Benefits

The Art of Cleaning Your Fridge

refrigerator

This morning I started to worry that the neighbours will call the health inspection services due to the strange decaying smell from the next door – and I estimated it’s high time already. The old products and weird sauces and spices, cluttered in the fridge, had to be cluttered in the garbage.

My Inspiration for this Monumental Mission?

Marie Condo, a Japanese cleaning consultant, lately turned into a lifestyle phenomena. Her credo is to give up everything you don’t need. Her motto is “throw out everything”, not “take out everything from your house and give it to me”, so I guess, I should trust her, since there is no personal gain for her. Except if we don’t count as a personal gain the flow of money she wins from her international bestseller “The magic of cleaning which will change your life”.

Condo established the method KonMari which starts with “Begin with throwing out. Then organise the space, diligently and completely, at once”.

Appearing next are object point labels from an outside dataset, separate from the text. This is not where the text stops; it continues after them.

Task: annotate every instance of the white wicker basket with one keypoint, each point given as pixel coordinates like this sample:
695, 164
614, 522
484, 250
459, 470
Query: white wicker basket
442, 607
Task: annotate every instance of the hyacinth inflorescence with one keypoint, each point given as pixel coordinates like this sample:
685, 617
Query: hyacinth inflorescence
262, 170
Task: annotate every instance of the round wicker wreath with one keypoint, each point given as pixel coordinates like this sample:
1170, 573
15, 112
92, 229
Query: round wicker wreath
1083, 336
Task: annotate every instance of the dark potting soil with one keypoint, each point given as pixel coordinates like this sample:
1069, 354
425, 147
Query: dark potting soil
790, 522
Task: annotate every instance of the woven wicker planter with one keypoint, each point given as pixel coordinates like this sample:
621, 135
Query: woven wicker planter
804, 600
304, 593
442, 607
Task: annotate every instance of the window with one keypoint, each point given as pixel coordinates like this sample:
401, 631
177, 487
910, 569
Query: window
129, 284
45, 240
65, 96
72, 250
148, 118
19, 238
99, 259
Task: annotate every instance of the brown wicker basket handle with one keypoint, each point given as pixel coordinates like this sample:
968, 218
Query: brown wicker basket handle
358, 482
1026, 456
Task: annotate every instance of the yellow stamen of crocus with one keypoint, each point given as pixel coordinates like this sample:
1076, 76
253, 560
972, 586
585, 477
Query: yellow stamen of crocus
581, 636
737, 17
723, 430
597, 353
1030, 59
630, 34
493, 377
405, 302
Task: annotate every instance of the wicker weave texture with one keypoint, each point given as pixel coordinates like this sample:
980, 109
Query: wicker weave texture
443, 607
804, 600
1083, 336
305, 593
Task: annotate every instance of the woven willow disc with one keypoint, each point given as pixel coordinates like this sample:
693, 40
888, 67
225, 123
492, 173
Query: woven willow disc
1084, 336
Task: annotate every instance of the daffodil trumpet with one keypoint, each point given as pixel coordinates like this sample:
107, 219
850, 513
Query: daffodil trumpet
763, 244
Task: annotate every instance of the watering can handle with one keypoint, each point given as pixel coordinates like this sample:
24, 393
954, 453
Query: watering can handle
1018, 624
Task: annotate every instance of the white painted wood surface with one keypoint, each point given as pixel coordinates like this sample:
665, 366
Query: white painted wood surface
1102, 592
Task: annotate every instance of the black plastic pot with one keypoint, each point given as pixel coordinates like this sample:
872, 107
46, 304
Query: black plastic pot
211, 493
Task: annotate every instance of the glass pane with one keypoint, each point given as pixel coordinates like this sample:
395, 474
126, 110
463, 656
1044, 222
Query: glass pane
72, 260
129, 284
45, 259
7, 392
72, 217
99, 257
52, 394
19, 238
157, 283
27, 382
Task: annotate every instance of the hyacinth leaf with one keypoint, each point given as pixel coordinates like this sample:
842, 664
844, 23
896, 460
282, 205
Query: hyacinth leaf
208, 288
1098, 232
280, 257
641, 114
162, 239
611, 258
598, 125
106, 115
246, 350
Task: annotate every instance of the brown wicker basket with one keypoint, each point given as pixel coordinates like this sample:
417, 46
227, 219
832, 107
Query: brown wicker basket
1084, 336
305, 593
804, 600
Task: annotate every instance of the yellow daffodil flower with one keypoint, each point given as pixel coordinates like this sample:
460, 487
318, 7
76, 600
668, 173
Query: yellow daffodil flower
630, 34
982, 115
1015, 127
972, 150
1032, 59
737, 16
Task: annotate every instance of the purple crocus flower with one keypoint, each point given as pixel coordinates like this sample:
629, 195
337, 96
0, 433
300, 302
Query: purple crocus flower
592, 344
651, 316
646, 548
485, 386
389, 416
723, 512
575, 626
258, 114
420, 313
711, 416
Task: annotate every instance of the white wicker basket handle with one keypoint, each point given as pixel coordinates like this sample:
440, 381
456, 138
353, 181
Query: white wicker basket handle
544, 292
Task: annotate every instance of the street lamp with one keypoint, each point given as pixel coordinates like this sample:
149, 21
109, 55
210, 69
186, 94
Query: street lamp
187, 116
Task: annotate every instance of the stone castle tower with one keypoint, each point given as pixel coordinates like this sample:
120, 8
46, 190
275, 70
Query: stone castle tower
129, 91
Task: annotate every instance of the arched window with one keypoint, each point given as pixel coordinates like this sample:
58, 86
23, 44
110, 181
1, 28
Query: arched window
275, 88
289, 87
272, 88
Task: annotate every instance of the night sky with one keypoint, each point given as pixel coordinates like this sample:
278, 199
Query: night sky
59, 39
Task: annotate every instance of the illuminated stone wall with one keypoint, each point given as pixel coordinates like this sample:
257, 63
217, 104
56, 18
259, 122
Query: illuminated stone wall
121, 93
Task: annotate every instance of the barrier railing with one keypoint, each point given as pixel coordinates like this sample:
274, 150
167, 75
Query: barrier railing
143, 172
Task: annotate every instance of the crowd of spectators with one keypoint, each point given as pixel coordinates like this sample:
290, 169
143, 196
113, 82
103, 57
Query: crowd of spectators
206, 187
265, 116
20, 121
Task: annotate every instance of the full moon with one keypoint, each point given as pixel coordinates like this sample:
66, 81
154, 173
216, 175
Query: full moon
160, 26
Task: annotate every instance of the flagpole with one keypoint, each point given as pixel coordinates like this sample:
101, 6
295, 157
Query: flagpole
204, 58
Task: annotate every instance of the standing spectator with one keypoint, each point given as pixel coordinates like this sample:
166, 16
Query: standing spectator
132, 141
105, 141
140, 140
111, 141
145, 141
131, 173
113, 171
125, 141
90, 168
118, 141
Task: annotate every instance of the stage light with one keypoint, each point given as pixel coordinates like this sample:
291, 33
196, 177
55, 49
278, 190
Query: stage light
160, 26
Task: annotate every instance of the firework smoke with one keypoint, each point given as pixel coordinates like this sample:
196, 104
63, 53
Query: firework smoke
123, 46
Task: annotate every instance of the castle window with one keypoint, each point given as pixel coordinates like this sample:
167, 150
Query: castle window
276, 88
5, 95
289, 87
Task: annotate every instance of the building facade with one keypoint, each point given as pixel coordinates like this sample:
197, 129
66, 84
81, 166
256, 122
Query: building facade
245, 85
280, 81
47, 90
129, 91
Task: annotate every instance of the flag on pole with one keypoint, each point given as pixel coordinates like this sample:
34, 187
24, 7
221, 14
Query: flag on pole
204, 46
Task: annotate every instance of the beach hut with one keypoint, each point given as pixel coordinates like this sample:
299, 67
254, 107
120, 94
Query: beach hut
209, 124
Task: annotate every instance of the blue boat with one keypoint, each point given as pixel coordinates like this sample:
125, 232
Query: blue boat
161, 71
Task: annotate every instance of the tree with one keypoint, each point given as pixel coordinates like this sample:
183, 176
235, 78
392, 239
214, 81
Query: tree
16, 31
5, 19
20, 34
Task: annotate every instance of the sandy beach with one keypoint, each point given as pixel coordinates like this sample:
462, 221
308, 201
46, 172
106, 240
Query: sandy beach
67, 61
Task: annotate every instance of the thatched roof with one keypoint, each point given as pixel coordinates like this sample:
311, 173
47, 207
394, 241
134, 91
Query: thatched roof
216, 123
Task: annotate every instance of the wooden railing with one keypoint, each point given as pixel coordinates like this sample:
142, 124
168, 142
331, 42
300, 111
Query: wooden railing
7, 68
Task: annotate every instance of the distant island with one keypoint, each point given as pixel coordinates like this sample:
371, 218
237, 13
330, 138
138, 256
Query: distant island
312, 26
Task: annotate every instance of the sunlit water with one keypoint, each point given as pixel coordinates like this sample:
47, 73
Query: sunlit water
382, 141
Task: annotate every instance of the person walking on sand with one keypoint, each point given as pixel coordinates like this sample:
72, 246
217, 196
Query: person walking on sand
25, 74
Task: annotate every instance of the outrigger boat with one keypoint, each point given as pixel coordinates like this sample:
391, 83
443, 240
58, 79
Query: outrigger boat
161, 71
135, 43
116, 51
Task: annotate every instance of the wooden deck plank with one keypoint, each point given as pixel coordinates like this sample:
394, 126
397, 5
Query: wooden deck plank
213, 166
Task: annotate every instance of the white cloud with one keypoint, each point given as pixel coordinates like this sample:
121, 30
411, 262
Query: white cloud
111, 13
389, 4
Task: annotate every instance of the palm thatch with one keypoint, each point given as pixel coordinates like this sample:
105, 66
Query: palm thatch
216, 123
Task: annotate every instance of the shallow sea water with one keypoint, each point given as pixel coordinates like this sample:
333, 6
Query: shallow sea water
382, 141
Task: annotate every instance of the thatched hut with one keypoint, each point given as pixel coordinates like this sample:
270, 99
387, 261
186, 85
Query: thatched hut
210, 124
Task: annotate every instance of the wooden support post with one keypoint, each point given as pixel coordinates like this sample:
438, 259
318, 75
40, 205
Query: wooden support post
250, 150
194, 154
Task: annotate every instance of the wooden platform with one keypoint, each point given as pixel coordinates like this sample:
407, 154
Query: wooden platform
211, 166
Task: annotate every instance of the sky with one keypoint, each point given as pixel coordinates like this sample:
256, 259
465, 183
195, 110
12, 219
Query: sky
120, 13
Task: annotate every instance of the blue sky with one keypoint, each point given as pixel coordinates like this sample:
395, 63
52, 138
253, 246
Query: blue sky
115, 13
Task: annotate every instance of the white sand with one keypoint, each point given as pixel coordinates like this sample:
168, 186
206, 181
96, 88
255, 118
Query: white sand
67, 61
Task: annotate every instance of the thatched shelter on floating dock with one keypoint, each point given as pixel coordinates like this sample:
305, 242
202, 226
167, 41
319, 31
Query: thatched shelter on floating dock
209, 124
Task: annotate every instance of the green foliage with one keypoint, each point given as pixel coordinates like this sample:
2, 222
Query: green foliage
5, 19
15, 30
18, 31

Her name turns into a verb in the sphere of self-help, which is actually not that bad. So to say, “I condoed the mountain of washed clothes yesterday” sounds much more attractive than “I spent my Saturday night reading comics in the public laundry”.

The method practically sounded like the cleaning my fridge desperately needed. So I got myself enormous garbage bags and plenty of gloves from the office and I made some aggressive reminders in iCal, so that I can’t skip the work.

The real act of cleaning brought a lot of doubts. Do I need half a spoonful of Dijon mustard in a plastic box as big as a baby food jar? Do I need the failed try to can a turnip, which I push further and further into the void?

Or the can with cheap beer which my neighbour (from the last-year apartment), handed over to me, after she knocked on my door (no reason) one night. Her kind, inexplicable gesture made me feel so lonely that I saved the beer, although I knew I will never drink from it – because who would drink a liquid given by a stranger? And yet, as a proud junk-dealer, I believe that everyone who can throw out childhood memories without giving so much thought is deprived from a little part of their soul. The doubtful beer can is far from the prom dress, but still…

beer can

On the other hand, I reminded myself that I breath from my mouth, because the fridge stench is so nightmarish, so I got myself together and threw out everything.

Took me dear two hours, due to the large volumes of fridge contents, to a large extend a super-ambitious summer stacking on farmer’s market products, which I thought I can handle on my own. I found 5 pieces of corn. In April, from last summer. They didn’t look so terrible, though, or, at least, were hiding their true self under their leaves. The eggplants were something utterly different – four months of being forgotten turned them into splashed out, unrecognisable balls, which turn into a liquid the moment you try to pick them up.

When I reached the leafy vegetable drawer, I had to take it all and throw it out in the garbage bin. After three walks to the garbage and 9 pairs of gloves, I was ready.

And I felt better, knowing that I threw out the careless part of me, which postponed with months what I knew was necessary. The question comes, whether or not you should do it, too?

I think we all need Marie Condo telling us “do that”, because our parents don’t knock on the door every 5 minutes, risking to face grumpy teenagers to remind us “Clean your room, young lady, or you’re grounded for a month”.

Condo is like the mother, telling us to do the things we have to do, but she does it in a complete silence, constantly smiling from the cover of her book. She can brag in a humble way, not to be accounted for anything (“I never clean my room. Why? Because it’s already clean”), because she is better than us in her clean life.

So, even if you don’t believe in the almighty credo “clean your room from all kinds of objects”, clean your fridge. Soon.

That was definitely a necessary and important step. I don’t miss to breath from my mouth every time I open my fridge to take a snack. I don’t miss the mustard; for God’s sake, I don’t even like mustard. And I definitely don’t miss the unidentified beer can.